TurnKey Linux Virtual Appliance Library

How does TKLBAM create such fast and small incrementals of MySQL?

jeremiah.snapp's picture

I can hardly believe how well TKLBAM does it's incremental backups but I did a restore and sure enough everything is there.  What really amazes me is how small the incremental is and how fast it is completed.

When I do a manual mysqldump of all my databases I get an uncompressed file that is about 300MB in about 15 seconds.  An entire TKLBAM incremental backup of my 12GB server including the MySQL databases takes about 30 seconds.  I know that the incremental will only backup changes since the last backup but *still* combining the time to calculate the differences *and* backup the databases *seems* like it should take longer.

Isn't the MySQL backup done with mysqldump?  If so is TKLBAM just looking at the changes from the previous mysqldump to the current mysqldump?

No matter how you've coded TKLBAM I'm impressed.  It's very satisfying to have such a simple but complete backup solution.  I can hardly wait to see LVM incorporated so we can get point-in-time consistent backups.  My guess is that LVM will be a difficult thing to incorporate so good luck with the work.

Here is the tklbam-backup log entry from my most recent incremental backup.  If I'm reading it correctly then it took only 34 seconds to find 8.29MB of changed content and compress it to 2.50MB and save it on the backup server.

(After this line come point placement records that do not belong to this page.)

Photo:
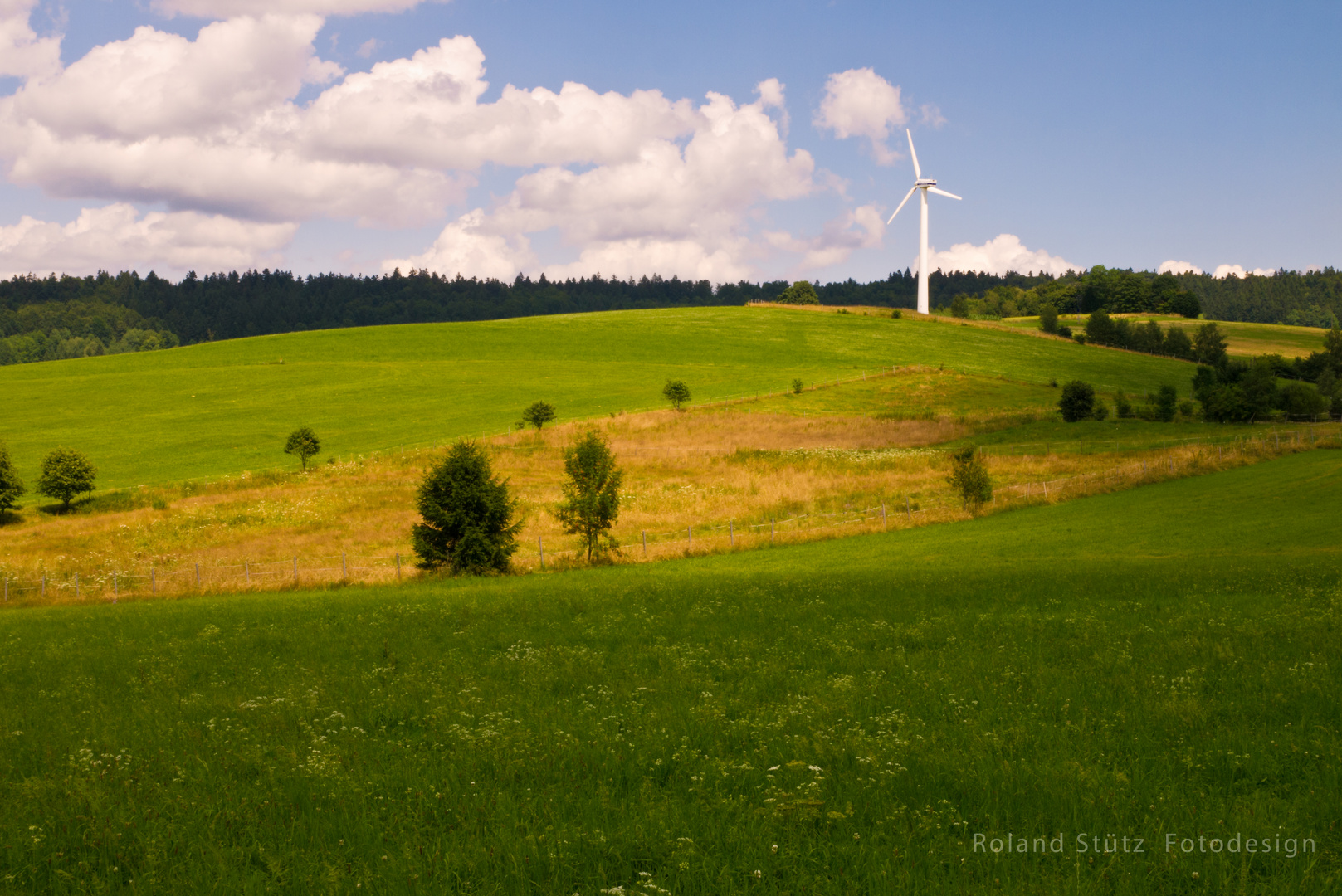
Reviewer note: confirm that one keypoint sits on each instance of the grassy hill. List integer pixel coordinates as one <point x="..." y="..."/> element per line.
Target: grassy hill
<point x="219" y="408"/>
<point x="835" y="718"/>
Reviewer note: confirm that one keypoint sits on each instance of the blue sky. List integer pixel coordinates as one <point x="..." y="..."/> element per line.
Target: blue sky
<point x="1126" y="134"/>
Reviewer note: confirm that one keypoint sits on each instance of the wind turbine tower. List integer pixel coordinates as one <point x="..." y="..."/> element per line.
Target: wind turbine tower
<point x="925" y="185"/>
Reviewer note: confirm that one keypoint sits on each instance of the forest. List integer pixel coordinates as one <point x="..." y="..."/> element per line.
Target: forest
<point x="63" y="317"/>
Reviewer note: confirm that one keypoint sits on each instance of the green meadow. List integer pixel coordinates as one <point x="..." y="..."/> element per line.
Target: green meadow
<point x="219" y="408"/>
<point x="866" y="715"/>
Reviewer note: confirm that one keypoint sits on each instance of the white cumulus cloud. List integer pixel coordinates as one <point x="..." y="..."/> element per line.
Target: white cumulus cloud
<point x="998" y="255"/>
<point x="861" y="104"/>
<point x="1235" y="270"/>
<point x="23" y="54"/>
<point x="1177" y="267"/>
<point x="119" y="237"/>
<point x="232" y="8"/>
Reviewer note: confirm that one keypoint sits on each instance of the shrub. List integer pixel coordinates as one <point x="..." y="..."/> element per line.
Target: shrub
<point x="676" y="392"/>
<point x="539" y="413"/>
<point x="969" y="478"/>
<point x="11" y="487"/>
<point x="591" y="493"/>
<point x="1208" y="343"/>
<point x="1122" y="407"/>
<point x="65" y="474"/>
<point x="304" y="443"/>
<point x="1078" y="402"/>
<point x="1177" y="345"/>
<point x="467" y="515"/>
<point x="800" y="293"/>
<point x="1166" y="400"/>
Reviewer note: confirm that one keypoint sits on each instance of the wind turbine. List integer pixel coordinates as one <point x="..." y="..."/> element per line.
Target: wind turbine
<point x="926" y="185"/>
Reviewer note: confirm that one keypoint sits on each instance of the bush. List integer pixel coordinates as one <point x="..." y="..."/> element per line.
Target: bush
<point x="1165" y="402"/>
<point x="1078" y="402"/>
<point x="467" y="515"/>
<point x="591" y="493"/>
<point x="676" y="392"/>
<point x="11" y="487"/>
<point x="969" y="478"/>
<point x="65" y="474"/>
<point x="800" y="293"/>
<point x="539" y="413"/>
<point x="1122" y="407"/>
<point x="304" y="443"/>
<point x="1208" y="343"/>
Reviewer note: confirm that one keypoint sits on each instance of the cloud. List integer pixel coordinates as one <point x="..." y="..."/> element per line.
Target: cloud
<point x="670" y="210"/>
<point x="426" y="110"/>
<point x="861" y="104"/>
<point x="206" y="125"/>
<point x="998" y="255"/>
<point x="117" y="237"/>
<point x="232" y="8"/>
<point x="465" y="248"/>
<point x="1235" y="270"/>
<point x="1177" y="267"/>
<point x="23" y="54"/>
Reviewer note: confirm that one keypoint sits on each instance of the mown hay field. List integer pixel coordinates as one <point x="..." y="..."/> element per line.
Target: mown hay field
<point x="844" y="717"/>
<point x="220" y="408"/>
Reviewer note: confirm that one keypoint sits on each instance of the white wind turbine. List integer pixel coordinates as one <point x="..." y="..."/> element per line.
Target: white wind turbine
<point x="926" y="185"/>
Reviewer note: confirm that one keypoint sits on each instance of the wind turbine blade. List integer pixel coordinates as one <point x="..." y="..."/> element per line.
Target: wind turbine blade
<point x="911" y="189"/>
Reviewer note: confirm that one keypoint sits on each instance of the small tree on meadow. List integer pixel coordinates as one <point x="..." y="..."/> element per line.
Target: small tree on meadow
<point x="1078" y="402"/>
<point x="969" y="478"/>
<point x="65" y="474"/>
<point x="539" y="413"/>
<point x="467" y="515"/>
<point x="11" y="487"/>
<point x="800" y="293"/>
<point x="304" y="443"/>
<point x="1208" y="343"/>
<point x="591" y="493"/>
<point x="676" y="392"/>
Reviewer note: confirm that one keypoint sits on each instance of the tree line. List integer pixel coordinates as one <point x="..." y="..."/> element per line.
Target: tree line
<point x="63" y="317"/>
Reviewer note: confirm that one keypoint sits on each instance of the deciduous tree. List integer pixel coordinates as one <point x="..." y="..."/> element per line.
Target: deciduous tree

ElapsedTime 34.41 (34.41 seconds)
SourceFiles 71459
SourceFileSize 8288062089 (7.72 GB)
NewFiles 3255
NewFileSize 10106497 (9.64 MB)
DeletedFiles 104
ChangedFiles 3395
ChangedFileSize 333924770 (318 MB)
ChangedDeltaSize 0 (0 bytes)
DeltaEntries 6754
RawDeltaSize 8689094 (8.29 MB)
TotalDestinationSizeChange 2623269 (2.50 MB)

Liraz Siri's picture

How TKLBAM serializes MySQL database contents

You're right. Calculating incremental changes in a 300MB mysqldump would take longer, and would be much less efficient then what TKLBAM does. TKLBAM converts mysqldump output on the fly into a special filesystem structure. Databases are mapped to directories. Tables are text files and each row is a line. Duplicity uses the rdiff. It's simple and works well with the rsync algorithm Duplicity uses.

You can inspect this file structure by running tklbam-backup --simulate. It will leave behind the /TKLBAM directory. Look inside /TKLBAM/myfs.

For the exact details you should read the mysql.py code.

Jeremiah's picture

  Very clever and, as I

 

Very clever and, as I said before, impressive.  I'm still amazed by the speed given that a mysqldump is still being performed and converted on the fly to this myfs structure.  Nice work.

Post new comment

The content of this field is kept private and will not be shown publicly. If you have a Gravatar account, used to display your avatar.
  • Web page addresses and e-mail addresses turn into links automatically.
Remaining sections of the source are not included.